Die Konsequenz für die Kreative Leibtherapie liegt darin, dass bei allen Phänomenen, unter denen Klient/innen leiden und die als scheinbar individuelle Eigenschaften, Deformierungen oder Verhängnisse vorgestellt werden, versucht werden sollte, die zwischenleibliche und interpersonale Entstehungsgeschichte solcher Phänomene zu erkunden und sie zum Thema der therapeutischen Begleitung zu machen. Das anfangs erwähnte geringe Selbstbewusstsein einer Frau mit der Erfahrung sexueller Gewalt ist keine individuelle Eigenschaft oder „Störung”. Diese Frau wurde durch die traumatische Erfahrung gestört und verstört, und die Verringerung ihres Selbstbewusstseins ist ein Produkt dieser Erfahrung.

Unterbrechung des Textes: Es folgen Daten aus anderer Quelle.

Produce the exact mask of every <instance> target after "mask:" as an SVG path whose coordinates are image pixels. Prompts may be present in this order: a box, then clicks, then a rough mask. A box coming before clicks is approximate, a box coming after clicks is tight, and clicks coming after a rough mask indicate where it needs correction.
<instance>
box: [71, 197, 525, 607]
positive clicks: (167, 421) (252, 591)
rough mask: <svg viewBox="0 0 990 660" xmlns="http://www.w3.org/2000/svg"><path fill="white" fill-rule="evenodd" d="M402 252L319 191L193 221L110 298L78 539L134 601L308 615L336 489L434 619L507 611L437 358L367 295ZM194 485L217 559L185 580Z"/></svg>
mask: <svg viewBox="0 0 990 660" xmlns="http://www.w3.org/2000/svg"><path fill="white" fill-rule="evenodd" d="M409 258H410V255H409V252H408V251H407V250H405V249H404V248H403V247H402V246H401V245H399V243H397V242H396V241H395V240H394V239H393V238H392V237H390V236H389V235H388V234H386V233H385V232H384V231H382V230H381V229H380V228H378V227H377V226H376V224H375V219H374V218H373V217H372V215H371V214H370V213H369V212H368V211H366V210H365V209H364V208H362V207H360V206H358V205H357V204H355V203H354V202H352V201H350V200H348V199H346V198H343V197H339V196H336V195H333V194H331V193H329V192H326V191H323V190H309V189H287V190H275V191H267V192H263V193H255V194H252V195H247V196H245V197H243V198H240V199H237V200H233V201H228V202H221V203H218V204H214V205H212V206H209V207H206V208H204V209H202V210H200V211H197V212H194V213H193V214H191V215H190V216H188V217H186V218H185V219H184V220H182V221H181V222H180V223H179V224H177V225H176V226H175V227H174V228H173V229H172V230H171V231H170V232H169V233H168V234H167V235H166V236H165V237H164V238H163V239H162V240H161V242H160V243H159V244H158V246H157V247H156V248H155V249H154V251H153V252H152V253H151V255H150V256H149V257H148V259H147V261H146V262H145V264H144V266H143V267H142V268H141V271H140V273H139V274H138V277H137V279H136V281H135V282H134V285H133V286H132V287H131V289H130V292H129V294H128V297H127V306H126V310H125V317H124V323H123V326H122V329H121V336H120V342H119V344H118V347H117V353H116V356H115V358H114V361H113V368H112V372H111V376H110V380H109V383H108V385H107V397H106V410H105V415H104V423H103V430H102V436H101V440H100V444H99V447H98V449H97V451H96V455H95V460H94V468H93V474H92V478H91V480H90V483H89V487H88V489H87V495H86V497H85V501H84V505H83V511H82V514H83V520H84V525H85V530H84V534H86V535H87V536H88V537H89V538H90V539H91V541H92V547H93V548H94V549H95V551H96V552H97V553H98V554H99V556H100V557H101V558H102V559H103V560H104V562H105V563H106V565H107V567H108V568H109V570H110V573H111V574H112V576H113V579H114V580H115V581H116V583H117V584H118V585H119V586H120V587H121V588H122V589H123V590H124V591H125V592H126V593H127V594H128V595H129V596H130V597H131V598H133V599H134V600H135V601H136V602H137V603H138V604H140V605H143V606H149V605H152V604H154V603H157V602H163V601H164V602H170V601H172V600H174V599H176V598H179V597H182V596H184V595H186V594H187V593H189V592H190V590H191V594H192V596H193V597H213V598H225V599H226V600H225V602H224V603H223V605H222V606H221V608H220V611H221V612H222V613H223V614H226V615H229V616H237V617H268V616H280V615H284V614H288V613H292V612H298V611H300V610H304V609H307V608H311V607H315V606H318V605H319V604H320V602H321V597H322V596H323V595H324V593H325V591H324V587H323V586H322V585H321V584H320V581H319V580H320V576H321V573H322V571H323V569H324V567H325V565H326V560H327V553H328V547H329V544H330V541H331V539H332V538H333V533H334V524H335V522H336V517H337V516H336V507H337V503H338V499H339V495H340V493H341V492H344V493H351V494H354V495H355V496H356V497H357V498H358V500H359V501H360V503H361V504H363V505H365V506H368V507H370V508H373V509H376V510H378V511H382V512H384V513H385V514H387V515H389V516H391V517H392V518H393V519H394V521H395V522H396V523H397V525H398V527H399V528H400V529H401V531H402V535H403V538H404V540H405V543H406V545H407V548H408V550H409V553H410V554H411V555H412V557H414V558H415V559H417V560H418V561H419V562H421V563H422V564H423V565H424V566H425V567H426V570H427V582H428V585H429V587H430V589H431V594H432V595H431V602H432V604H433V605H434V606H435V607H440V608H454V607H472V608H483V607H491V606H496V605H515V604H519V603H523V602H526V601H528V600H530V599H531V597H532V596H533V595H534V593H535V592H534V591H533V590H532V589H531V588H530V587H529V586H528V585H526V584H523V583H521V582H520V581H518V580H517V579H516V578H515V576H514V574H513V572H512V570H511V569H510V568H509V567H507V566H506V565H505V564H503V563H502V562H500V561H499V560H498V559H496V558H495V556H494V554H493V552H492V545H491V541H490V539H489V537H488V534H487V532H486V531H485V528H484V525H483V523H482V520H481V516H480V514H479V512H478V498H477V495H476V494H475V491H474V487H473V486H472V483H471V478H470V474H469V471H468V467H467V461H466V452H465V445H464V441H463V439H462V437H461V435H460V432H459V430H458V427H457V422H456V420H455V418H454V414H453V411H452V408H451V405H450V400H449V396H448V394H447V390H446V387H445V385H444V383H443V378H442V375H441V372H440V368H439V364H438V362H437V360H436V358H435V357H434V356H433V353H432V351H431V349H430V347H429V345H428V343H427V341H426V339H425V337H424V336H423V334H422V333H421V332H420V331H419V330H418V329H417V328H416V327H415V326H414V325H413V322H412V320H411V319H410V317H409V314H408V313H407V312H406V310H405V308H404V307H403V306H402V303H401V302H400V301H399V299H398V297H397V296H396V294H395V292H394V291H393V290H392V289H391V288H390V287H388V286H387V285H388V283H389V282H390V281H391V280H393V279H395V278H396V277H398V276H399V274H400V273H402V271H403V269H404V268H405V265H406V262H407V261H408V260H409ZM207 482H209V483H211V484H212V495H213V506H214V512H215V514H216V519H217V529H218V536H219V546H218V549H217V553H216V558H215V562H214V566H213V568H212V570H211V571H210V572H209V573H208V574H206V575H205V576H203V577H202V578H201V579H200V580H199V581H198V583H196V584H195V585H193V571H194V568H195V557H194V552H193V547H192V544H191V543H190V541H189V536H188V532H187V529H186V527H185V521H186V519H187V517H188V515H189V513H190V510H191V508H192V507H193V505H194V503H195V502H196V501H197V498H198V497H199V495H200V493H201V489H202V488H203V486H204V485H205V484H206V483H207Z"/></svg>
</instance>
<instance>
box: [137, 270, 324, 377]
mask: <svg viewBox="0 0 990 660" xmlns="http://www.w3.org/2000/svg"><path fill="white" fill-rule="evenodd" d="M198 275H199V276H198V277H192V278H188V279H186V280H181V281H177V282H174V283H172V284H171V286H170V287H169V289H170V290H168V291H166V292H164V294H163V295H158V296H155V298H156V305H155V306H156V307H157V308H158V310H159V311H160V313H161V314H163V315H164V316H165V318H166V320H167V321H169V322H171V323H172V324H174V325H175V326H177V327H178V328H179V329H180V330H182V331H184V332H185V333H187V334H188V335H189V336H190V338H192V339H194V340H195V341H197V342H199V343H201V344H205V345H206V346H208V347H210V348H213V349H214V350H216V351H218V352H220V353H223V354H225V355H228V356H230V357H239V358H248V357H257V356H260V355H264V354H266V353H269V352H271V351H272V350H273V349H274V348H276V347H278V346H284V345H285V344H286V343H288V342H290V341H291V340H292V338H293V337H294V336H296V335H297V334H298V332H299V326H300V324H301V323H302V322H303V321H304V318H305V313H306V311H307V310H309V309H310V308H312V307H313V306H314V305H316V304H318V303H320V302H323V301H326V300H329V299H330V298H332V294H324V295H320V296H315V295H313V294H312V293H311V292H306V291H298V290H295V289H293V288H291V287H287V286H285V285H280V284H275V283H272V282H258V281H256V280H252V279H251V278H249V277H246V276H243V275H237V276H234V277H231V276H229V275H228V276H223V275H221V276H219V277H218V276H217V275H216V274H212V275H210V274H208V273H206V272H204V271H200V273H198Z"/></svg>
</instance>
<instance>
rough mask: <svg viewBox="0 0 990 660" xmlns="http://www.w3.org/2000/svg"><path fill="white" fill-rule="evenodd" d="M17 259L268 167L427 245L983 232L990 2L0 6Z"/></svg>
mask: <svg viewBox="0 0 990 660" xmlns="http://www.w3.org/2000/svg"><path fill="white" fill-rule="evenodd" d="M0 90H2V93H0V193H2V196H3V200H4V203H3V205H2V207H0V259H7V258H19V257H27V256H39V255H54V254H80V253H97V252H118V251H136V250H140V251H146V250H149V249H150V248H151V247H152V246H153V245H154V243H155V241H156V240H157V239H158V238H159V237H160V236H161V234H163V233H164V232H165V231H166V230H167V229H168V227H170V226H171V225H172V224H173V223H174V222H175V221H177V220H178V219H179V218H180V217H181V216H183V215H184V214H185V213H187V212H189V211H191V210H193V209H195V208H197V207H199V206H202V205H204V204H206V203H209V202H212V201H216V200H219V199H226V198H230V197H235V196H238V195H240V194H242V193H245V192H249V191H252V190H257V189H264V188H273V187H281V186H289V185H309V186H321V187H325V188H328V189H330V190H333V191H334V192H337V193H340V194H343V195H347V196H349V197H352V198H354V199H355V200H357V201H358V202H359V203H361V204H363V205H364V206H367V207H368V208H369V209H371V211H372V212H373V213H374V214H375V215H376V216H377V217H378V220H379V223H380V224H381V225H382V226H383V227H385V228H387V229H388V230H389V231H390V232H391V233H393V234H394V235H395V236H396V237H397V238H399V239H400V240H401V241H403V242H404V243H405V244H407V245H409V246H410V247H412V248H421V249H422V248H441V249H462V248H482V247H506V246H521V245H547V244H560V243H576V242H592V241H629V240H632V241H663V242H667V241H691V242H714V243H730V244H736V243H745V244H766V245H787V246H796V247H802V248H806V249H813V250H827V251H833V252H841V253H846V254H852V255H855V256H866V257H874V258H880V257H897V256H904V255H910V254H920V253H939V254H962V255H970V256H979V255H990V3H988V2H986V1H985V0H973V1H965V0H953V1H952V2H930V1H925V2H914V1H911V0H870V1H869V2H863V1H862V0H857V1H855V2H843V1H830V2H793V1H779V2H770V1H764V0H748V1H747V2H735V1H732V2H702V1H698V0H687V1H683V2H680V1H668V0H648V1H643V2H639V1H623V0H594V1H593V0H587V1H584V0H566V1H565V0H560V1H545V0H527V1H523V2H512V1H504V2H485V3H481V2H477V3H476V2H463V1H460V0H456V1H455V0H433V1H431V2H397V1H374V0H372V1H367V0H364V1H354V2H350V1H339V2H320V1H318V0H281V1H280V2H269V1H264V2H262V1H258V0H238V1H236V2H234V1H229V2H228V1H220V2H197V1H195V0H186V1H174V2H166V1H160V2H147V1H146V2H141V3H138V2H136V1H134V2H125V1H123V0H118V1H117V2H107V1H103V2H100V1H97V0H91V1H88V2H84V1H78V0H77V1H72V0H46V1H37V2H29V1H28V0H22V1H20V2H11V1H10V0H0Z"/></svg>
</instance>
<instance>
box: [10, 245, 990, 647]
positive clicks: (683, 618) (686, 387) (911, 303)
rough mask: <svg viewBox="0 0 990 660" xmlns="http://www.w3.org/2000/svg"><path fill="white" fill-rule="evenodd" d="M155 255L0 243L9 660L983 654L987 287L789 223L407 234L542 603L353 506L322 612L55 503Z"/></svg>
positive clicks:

Die therapeutische Begleitung enthält eine Schnittmenge zu den beschriebenen Qualitäten der Interpersonalität: Sie ist selber Beziehung und birgt daher die Chance, für die Klient/innen neue zwischenleibliche und interpersonale Erfahrungen zu machen.
Im musikalischen Dialog zwischen einer traumatisierten Klientin und ihrer Therapeutin können Erlebenserfahrungen des Trostes anklingen, die die Klientin nach der Erfahrung sexueller Gewalt vermisst hat. Jedes therapeutische Gespräch, jeder Blickkontakt, jedes dialogische Malen ist ein Angebot, neue Beziehungserfahrungen zu erleben.
Die therapeutische Erfahrung von Interpersonalität kann Selbstbewusstsein verändern und die Wahlmöglichkeiten innerhalb der sozialen Interaktionen der Klient/innen erweitern. Dies wird möglich durch den Doppelcharakter der zwischenleiblichen und interpersonellen Erfahrungen in der therapeutischen Bezie-hung: In ihr werden verletzende Beziehungserfahrungen wieder lebendig und es können gleichzeitig neue und verändernde Erfahrungen gemacht werden. Das ist der Grund, warum therapeutische Beziehung heilend wirken kann. Deswegen sagen wir: Kreative Leibtherapie ist Beziehungstherapie.